My project goal was to create a program that outputs summaries of book reviews. The program takes a book title and returns the average rating, followed by summaries of the five most helpful positive reviews and the five most helpful negative reviews, to give a quick overview of why people may or may not have enjoyed the book.
My first challenge was finding a suitable dataset. It was difficult to find datasets that included full texts of book reviews, but I was fortunate to find the UCSD Book Graph dataset
One of the main challenges of working with large datasets is having sufficient memory to process them. I was unable to work with the full set of 2.36M books and 15.7M reviews due to a lack of computing resources. Thankfully, I was able to work with a subset of around 300,000 history and authobiographical books along with 2M reviews. I used Google Colab for some additional resources and saved the essential parts of the data into pickle format (shown in the /data and /preprocessing folders).
I filtered the reviews to English language reviews only. I further selected the top five most helpful positive reviews and top five most helpful negative reviews for each book using the Goodreads votes (shown in make_summaries.py). I used a Huggingface Transformers summarization pipeline to create summaries of each of these reviews.
I exceeded the time I had allocated for this project, but learned a lot and saw some promising results. I hope to expand on these with future improvements.

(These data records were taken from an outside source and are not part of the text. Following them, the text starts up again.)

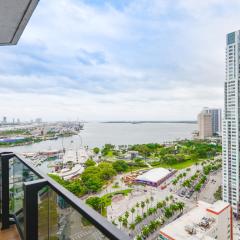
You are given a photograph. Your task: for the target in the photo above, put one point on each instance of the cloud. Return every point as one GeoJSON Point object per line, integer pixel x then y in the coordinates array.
{"type": "Point", "coordinates": [137, 59]}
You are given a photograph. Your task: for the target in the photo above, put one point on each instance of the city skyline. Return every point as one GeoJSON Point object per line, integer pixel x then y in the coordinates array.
{"type": "Point", "coordinates": [230, 140]}
{"type": "Point", "coordinates": [121, 59]}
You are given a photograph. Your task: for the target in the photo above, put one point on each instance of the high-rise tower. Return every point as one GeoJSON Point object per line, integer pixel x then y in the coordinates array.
{"type": "Point", "coordinates": [231, 119]}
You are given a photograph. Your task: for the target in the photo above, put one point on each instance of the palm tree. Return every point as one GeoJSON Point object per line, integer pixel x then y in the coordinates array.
{"type": "Point", "coordinates": [132, 226]}
{"type": "Point", "coordinates": [180, 206]}
{"type": "Point", "coordinates": [120, 219]}
{"type": "Point", "coordinates": [159, 205]}
{"type": "Point", "coordinates": [132, 211]}
{"type": "Point", "coordinates": [147, 202]}
{"type": "Point", "coordinates": [152, 199]}
{"type": "Point", "coordinates": [142, 206]}
{"type": "Point", "coordinates": [125, 222]}
{"type": "Point", "coordinates": [127, 214]}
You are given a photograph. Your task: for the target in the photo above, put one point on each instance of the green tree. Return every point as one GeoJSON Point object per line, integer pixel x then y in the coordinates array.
{"type": "Point", "coordinates": [132, 211]}
{"type": "Point", "coordinates": [96, 150]}
{"type": "Point", "coordinates": [90, 163]}
{"type": "Point", "coordinates": [142, 206]}
{"type": "Point", "coordinates": [120, 166]}
{"type": "Point", "coordinates": [120, 219]}
{"type": "Point", "coordinates": [94, 202]}
{"type": "Point", "coordinates": [147, 202]}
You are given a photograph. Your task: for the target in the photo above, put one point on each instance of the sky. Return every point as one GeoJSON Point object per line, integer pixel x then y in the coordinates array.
{"type": "Point", "coordinates": [98, 60]}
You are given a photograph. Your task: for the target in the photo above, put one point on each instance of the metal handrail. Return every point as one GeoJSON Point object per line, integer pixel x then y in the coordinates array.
{"type": "Point", "coordinates": [107, 228]}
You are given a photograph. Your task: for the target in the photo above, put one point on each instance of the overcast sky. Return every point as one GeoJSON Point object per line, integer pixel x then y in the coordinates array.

The results from the summarizer, while helpful, could be improved. It could be better fine-tuned to the dataset, which might yield sharper results.
I am working on an additional recommender system (shown in recommender.py) designed to show a list of similar books. The correlation calculations to rank similarity are very computationally intensive, so I'm working with a further subset of the data.
I am also considering making a web-based frontend to provide more visual interest, but I am pleased with the functionality of the current command line interface.